The question was how. One way would be to raise taxes. But this had been tried and had failed utterly. “Prior to World War II, taxes were such that on the average we only had to work just a little over 1 month each year to pay our total federal, state, and local tax bill. Today we have to work 4 months to pay that bill.” Taxes had grown, but government had grown faster.

The solution was not to raise taxes but to cut them. This sounded paradoxical, for it appeared to aggravate the deficit problem. Yet it was the only way to get a grip on spending, the source of the problem. “Over the past decades we’ve talked of curtailing government spending so that we can then lower the tax burden. Sometimes we’ve even taken a run at doing
that. But there were always those who told us that taxes couldn’t be cut until spending was reduced. Well, you know, we can lecture our children about extravagance until we run out of voice and breath. Or we can cure their extravagance by simply reducing their allowance.”

Likely no one in Reagan’s audience recognized the significance of that last sentence. Reagan himself did not recognize it. But by putting tax cuts ahead of spending cuts, he proposed to lead America across an economic Rubicon. Republicans and conservatives had hitherto made
balanced budgets the touchstone of their fiscal philosophy. They sought to cut taxes, but not at the cost of increasing debt. They knew that cutting taxes is politically easy, because it makes constituents happy. Cutting spending is the hard part, for it causes constituents pain. Reagan proposed doing the easy part first. The hard part could wait.

Not that he ignored spending cuts. He explained that he had placed a freeze on federal hiring, ordered reductions in government travel, trimmed the number of consultants hired by the federal government, and canceled orders for new office equipment. This was just the beginning. More must be done. His administration would have a blueprint soon. “It will propose budget cuts in virtually every department of government.”

Yet against this unspecific promise of spending reductions, Reagan proposed very specific, and substantial, tax cuts. “I shall ask for a 10 percent reduction across the board in personal income tax rates for each of the next three years.”
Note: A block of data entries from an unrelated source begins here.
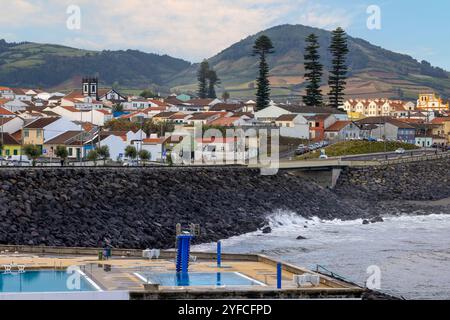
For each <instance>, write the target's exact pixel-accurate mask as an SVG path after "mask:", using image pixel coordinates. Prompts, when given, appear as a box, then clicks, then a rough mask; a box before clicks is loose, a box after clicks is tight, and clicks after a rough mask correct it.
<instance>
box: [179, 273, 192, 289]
mask: <svg viewBox="0 0 450 320" xmlns="http://www.w3.org/2000/svg"><path fill="white" fill-rule="evenodd" d="M190 285H191V283H190V280H189V273H187V272H179V273H177V286H180V287H188V286H190Z"/></svg>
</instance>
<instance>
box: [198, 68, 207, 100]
mask: <svg viewBox="0 0 450 320" xmlns="http://www.w3.org/2000/svg"><path fill="white" fill-rule="evenodd" d="M209 71H210V70H209V63H208V61H207V60H203V62H202V63H201V64H200V68H199V69H198V72H197V80H198V91H197V94H198V97H199V98H201V99H205V98H206V97H208V89H209V88H208V76H209Z"/></svg>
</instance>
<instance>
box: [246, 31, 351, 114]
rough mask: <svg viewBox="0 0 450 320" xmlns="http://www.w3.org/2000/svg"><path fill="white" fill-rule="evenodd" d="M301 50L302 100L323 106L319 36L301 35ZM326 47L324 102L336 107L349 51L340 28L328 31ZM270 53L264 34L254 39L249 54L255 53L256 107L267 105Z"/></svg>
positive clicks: (344, 85) (321, 67) (268, 45)
mask: <svg viewBox="0 0 450 320" xmlns="http://www.w3.org/2000/svg"><path fill="white" fill-rule="evenodd" d="M305 42H306V47H305V53H304V68H305V83H306V94H305V95H304V96H303V103H304V104H305V105H307V106H323V105H324V98H323V94H322V90H321V88H320V87H321V84H322V76H323V65H322V64H321V63H320V55H319V49H320V45H319V38H318V37H317V36H316V35H315V34H313V33H312V34H310V35H309V36H308V37H306V39H305ZM328 49H329V51H330V53H331V56H332V61H331V69H330V70H329V78H328V86H329V87H330V90H329V92H328V105H329V106H330V107H333V108H338V107H339V106H341V105H342V103H343V102H344V90H345V86H346V78H347V69H348V68H347V64H346V56H347V54H348V52H349V49H348V45H347V36H346V33H345V31H344V30H343V29H342V28H337V29H336V30H334V31H332V37H331V43H330V46H329V48H328ZM272 53H274V46H273V44H272V41H271V40H270V38H269V37H267V36H266V35H262V36H260V37H259V38H258V39H256V41H255V44H254V46H253V55H258V56H259V61H260V63H259V77H258V79H257V80H256V84H257V91H256V108H257V109H258V110H260V109H263V108H265V107H267V106H268V105H269V103H270V81H269V66H268V63H267V61H266V59H267V55H269V54H272Z"/></svg>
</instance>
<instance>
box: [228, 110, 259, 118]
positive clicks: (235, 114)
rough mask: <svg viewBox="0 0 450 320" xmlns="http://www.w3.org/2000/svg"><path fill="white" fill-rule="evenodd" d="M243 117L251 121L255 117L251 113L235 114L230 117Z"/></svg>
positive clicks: (233, 114) (238, 113)
mask: <svg viewBox="0 0 450 320" xmlns="http://www.w3.org/2000/svg"><path fill="white" fill-rule="evenodd" d="M243 116H247V117H249V118H251V119H253V118H254V117H255V115H254V114H253V113H251V112H235V113H233V115H232V117H243Z"/></svg>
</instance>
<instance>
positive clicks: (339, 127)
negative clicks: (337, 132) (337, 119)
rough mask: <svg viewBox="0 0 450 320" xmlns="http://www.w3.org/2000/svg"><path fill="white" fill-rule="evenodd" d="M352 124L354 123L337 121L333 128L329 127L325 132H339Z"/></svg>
mask: <svg viewBox="0 0 450 320" xmlns="http://www.w3.org/2000/svg"><path fill="white" fill-rule="evenodd" d="M350 123H352V122H351V121H336V122H335V123H333V124H332V125H331V126H329V127H328V128H327V129H326V130H325V131H335V132H339V131H341V130H342V129H344V128H345V127H346V126H348V125H349V124H350Z"/></svg>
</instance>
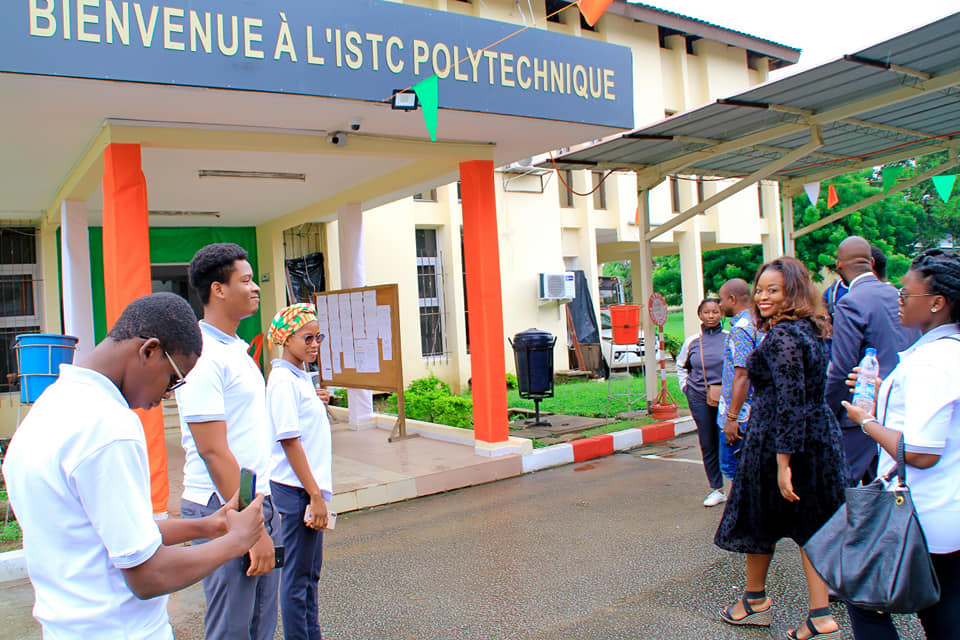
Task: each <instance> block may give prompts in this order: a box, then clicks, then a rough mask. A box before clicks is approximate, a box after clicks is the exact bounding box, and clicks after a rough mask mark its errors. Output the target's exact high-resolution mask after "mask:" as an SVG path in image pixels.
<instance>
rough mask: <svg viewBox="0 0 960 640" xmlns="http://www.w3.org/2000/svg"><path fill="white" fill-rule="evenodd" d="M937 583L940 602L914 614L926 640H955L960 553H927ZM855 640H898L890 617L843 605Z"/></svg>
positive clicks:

Reagan pitched his package as the country’s last chance to reclaim prosperity and restore freedom from overweening government. “Over the years we’ve let negative economic forces run out of control. We stalled the judgment day, but we no longer have that luxury. We’re out of time.” Future generations would thank this one or condemn it. “We can leave our children with an unrepayable massive debt and a shattered economy, or we can leave them liberty in a land where every individual has the opportunity to be whatever God intended us to be.”